"""This module provides the Cocke-Younger-Kasami algorithm for parsing

"""

from typing import Sequence, List, Tuple, Union, Set

from formgram.grammars.transformations.context_free import to_chomsky_normal_form
from formgram.grammars.types import GrammarDict, Symbol


def cyk_recognize(grammar: GrammarDict, word: Sequence[Symbol]) -> bool:
    """Check if the given word can be generated by given context free grammar

    :param grammar:
    :param word:
    :return: True if the provided word is generated by provided grammar
    """
    parse_table, _ = create_cyk_tables(grammar, word)
    return grammar["starting_symbol"] in parse_table[-1][0]
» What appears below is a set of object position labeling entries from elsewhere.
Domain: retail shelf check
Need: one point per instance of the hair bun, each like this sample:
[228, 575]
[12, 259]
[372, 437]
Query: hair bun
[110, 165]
def create_cyk_forest(grammar: GrammarDict, word: Sequence[Symbol]) -> Union[List[dict], None]:
    """Create a list of all possible parse trees

    The individual parse trees are dictionaries with keys
    * symbol: which is the terminal or nonterminal symbol which is used or respectively produced
    * children: a Tuple of tree dictionaries

    This is compatible with the anytree package.

    :param grammar:
    :param word:
    :return: a list of parse tree dict recognizing the given word,
        None if list is empty
    """
    _, backpointer_table = create_cyk_tables(grammar, word)
    if not backpointer_table[len(word) - 1][0]:
        return None
    return create_forest_by_recursion(
        backpointer_table, grammar["starting_symbol"], word, row=len(word) - 1, col=0
    )


def create_forest_by_recursion(backpointer_table: List[List[Set[Tuple[Symbol, Symbol, Symbol, int]]]],
                               current: Symbol,
                               word: Sequence[Symbol],
                               row: int,
                               col: int) -> List[dict]:
    """Reconstruct all subtrees from the backpointer table starting at the specified cell with the specified nonterminal

    :param word: The word being parsed
    :param current:
    :param backpointer_table:
    :param row:
    :param col:
    :return: The forest of trees as given by the backpointer table, calculated
        from the given starting coordinates
    """

    def recursion(row_index, column_index):
        """Call parent function with context prefilled

        :param row_index:
        :param column_index:
        :return:
        """
        return create_forest_by_recursion(backpointer_table, current, word, row_index, column_index)

    forest = []
    if row == 0:
        forest.append({"name": current, "children": ({"name": word[col], "children": ()},)})
    elif row > 0:
        for nonterminal, left_child, right_child, split_index in backpointer_table[row][col]:
            if nonterminal != current:
                continue
            for left_subtree in recursion(split_index, col):
                for right_subtree in recursion(row - split_index - 1, col + split_index + 1):
                    tree = {"name": current, "children": (left_subtree, right_subtree)}
                    forest.append(tree)
    return forest


def create_cyk_tables(
    grammar: GrammarDict, word: Sequence
) -> Tuple[List[List[set]], List[List[set]]]:
    """Create a parse table and backpointer table using the CYK algorithm

    The tables are implemented as lists of lists, and are triangle shaped.
    I.e. row 0 is full, row -1 consists of exactly one entry.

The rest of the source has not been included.